In der üblichen Gestaltung setzen dabei Pflegeeltern ihr behindertes (Pflege)Kind zum Vorerben ein und bestimmen zugleich eines ihrer nicht behinderten Kinder oder aber einen Dritten zum sogenannten Nacherben. Zudem wird häufig eine Testamentsvollstreckung durch die zum Nacherben bestimmte Person angeordnet. Dann ist das (behinderte) Kind zwar zum Vorerben berufen. Die Verfügungsmacht über den Nachlass jedoch liegt bereits beim Testamentsvollstrecker und damit bereits beim Nacherben.
Durch diese Gestaltung kann zum einen zunächst die sozialhilferechtliche Erbenhaftung ausgeschlossen werden, demzufolge der Erbe eines Hilfeempfängers zum Ersatz der Kosten der Sozialhilfe für den Zeitraum der vergangenen 10 Jahre verpflichtet ist und der zu einer unmittelbaren eigenständigen Haftung des Erben gegenüber dem Träger der Sozialhilfe führt. Hierdurch können etwaige spätere Kinder eines Pflegekindes geschützt werden.
Ist absehbar, dass ein (behindertes) Kind lebenslang auf Sozialhilfeleistungen angewiesen ist, ist es empfehlenswert, eine Testamentsvollstreckung in Form einer lebenslangen Verwaltungsvollstreckung anzuordnen. Auf diese Weise wird dem (behinderten) Kind ein ererbtes Vermögen in vollem Umfange entzogen.

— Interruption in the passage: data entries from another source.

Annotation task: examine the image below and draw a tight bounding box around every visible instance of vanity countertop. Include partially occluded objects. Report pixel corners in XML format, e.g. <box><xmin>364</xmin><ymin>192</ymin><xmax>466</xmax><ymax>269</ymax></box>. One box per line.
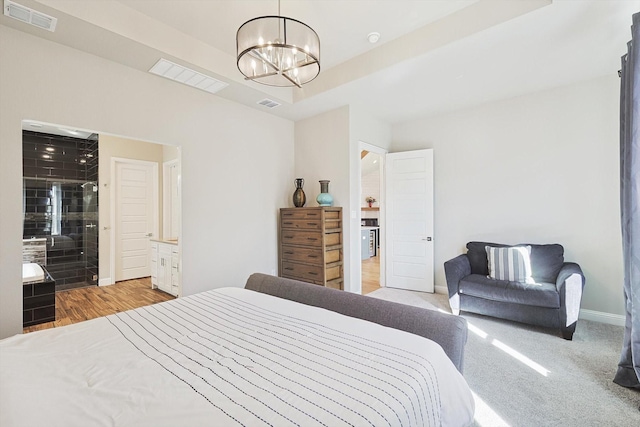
<box><xmin>151</xmin><ymin>239</ymin><xmax>178</xmax><ymax>245</ymax></box>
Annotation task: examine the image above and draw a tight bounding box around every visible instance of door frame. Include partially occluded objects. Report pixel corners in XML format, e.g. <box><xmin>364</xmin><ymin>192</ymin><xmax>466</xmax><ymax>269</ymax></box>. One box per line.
<box><xmin>357</xmin><ymin>141</ymin><xmax>388</xmax><ymax>289</ymax></box>
<box><xmin>162</xmin><ymin>159</ymin><xmax>180</xmax><ymax>240</ymax></box>
<box><xmin>108</xmin><ymin>157</ymin><xmax>159</xmax><ymax>285</ymax></box>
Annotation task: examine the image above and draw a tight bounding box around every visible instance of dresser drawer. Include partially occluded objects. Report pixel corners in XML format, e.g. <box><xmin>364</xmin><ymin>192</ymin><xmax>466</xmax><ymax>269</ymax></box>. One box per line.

Hierdurch wird ein Zugriff des Sozialhilfeträgers ausgeschlossen. Der Testamentsvollstrecker kann aus der Erbmasse dem Kind sodann Vorteile gewähren, etwa Geld auszahlen, Anschaffungen tätigen usw., soweit diese nicht auf die Sozialhilfe angerechnet werden können.
Alternativ kann auch eine testamentarische Regelung gewährt werden, bei welcher ein (behindertes) Pflegekind mit einem sogenannten Vermächtnis bedacht wird. Bei dieser Variante wird das Pflegekind also nicht Erbe. Als Erbe werden andere Personen eingesetzt, etwa der überlebende Ehegatte und andere Kinder oder auch eine dritte Person. Das behinderte Pflegekind wird im Testament jedoch mit einem sogenannten Vermächtnis bedacht, d.h., es erhält von den Erben entsprechende Zuwendungen.
Beide Varianten haben jeweils Vor- und Nachteile, welche es sorgfältig abzuwägen gilt.
Zusammenfassend sollte also zunächst genau geprüft werden, welche Art der Absicherung gewünscht ist und ob dieser Zweck gefährdet sein könnte, sei es durch eine unerwünschte Vermögensverwaltung von sorgeberechtigten Eltern, sei es durch einen bereits jetzt absehbaren staatlichen Zugriff im Falle einer Hilfegewährung. Sollten derartige Gefährdungsmomente gegeben sein, empfiehlt es sich unbedingt, hiergegen Vorkehrungen zu treffen. Die einzelnen Möglichkeiten können hier nur angerissen werden. Es bedarf jeweils einer sorgfältigen Prüfung im Einzelfall, welche testamentarische Gestaltung die günstigste ist.